How will churches handle political power?

Republican members of the House of Representatives have a plan to allow churches to participate in political campaigns for specific candidates without losing their tax-exempt status for non-profit organizations. As individuals and members of other groups, we already have the freedom to support political candidates. Just beware that American politics is a nasty business with standards of conduct that include: deceit, hypocrisy, quickness to anger and to vilify those who question a party’s dogma or methods.

If your church is to be an agent in this process, some questions should be answered. Will political activity unite or divide your congregation? How will it affect your church’s missional efforts? Can your church serve God and Caesar while seeking power and guidance from both? Will politics help your church promote goodwill, or become an instrument against it?

TONY GARDNER, CUMMING

Pitts in denial about modern Democrats

Leonard Pitts Jr. should borrow Wall Street Journal editorialist Daniel Henninger’s column title, “Wonder Land,” for Pitts has clearly joined Alice in Wonderland. In “Why is something so very wrong with the GOP?” Opinion, July 9, Pitts declares: “We are not, after all, divided because Americans pulled back from the center and retreated into extremism. No, we are divided because one party did.

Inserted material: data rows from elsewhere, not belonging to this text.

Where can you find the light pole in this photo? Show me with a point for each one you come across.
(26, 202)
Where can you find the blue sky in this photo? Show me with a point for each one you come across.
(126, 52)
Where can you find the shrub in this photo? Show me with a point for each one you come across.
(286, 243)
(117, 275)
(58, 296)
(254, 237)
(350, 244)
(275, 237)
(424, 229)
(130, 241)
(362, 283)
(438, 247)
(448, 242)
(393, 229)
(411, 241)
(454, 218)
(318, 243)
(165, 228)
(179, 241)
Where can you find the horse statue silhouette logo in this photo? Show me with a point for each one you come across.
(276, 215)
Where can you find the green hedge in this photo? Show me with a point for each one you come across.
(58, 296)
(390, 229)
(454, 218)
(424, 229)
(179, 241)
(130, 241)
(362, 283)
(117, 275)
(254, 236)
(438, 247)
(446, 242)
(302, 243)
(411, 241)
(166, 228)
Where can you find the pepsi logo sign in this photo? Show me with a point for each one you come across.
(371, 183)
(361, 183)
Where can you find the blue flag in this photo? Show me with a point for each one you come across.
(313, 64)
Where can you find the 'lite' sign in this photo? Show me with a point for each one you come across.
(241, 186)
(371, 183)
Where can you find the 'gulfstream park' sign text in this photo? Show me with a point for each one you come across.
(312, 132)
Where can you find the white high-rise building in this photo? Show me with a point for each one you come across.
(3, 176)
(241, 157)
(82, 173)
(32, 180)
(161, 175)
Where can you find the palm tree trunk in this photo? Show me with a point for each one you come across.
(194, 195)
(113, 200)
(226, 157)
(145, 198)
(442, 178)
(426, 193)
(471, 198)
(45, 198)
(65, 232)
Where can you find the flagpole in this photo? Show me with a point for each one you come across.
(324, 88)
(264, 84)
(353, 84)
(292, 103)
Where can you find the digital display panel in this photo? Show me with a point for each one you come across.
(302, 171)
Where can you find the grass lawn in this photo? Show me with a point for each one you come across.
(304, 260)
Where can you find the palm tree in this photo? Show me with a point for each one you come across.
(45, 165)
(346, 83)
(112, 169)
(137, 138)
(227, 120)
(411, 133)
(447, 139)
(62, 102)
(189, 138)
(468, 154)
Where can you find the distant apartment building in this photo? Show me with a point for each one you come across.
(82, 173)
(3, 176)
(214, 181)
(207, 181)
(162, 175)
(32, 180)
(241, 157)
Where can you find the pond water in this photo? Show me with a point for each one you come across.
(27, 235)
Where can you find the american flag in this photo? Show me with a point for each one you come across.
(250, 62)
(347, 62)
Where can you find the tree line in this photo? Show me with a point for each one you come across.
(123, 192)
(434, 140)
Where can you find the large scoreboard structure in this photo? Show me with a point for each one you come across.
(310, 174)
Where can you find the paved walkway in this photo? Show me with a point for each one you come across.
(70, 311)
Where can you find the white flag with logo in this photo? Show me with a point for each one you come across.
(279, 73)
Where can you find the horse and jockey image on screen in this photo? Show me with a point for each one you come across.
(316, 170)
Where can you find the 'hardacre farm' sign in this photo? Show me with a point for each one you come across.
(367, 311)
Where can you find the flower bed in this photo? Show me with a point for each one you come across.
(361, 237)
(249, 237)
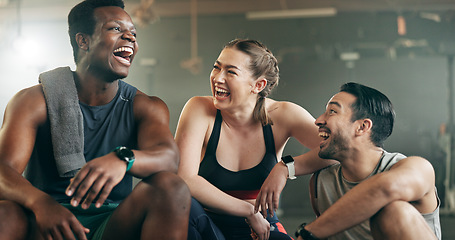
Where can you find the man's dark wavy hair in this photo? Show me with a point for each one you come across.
(372, 104)
(82, 20)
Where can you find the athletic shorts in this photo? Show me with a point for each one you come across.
(93, 218)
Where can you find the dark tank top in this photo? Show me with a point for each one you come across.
(105, 127)
(243, 184)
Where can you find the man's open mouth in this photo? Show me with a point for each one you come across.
(123, 54)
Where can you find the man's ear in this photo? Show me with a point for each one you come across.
(83, 41)
(259, 85)
(365, 126)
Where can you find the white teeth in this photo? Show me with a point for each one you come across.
(323, 134)
(220, 90)
(124, 49)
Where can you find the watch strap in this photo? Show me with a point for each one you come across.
(289, 162)
(128, 160)
(305, 234)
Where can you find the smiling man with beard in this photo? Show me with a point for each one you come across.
(370, 193)
(71, 145)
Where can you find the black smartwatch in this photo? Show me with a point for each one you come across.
(289, 162)
(305, 234)
(126, 155)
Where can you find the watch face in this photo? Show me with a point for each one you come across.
(287, 159)
(125, 154)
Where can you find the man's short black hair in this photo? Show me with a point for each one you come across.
(82, 20)
(372, 104)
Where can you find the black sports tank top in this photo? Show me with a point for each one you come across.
(243, 184)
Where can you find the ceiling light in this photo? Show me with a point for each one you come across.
(292, 13)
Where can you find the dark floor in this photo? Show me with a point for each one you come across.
(447, 224)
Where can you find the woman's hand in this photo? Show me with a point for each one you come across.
(260, 227)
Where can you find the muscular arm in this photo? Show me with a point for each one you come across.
(157, 151)
(157, 148)
(410, 180)
(23, 116)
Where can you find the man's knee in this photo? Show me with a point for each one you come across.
(14, 221)
(167, 187)
(398, 220)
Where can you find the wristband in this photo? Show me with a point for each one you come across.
(125, 154)
(289, 162)
(305, 234)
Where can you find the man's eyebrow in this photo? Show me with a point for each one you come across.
(334, 103)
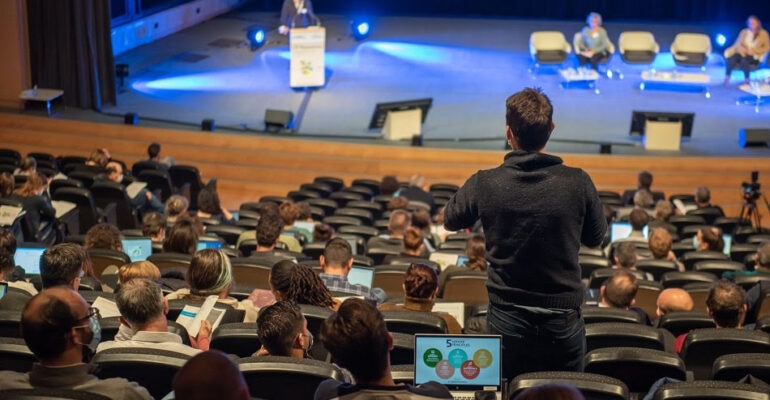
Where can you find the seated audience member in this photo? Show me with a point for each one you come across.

And it wasn’t the Democrats.”

Pitts — forgetful, unobservant, or just in denial — declares that Democrats “are pretty much what they were 30 years ago.” Really? President Bill Clinton’s welfare reform, anti-illegal immigration, and “era of big government is over” Democrats are today’s Democratic Party? Hardly! And recalling further, there would be no room whatsoever for John F. Kennedy in the current Democratic Party. Heck! Many Dems today would be rooting for Castro over Kennedy in the Cuban Missile Crisis.

I get that Pitts hates President Trump, but he shouldn’t have let Trump push him through the looking glass.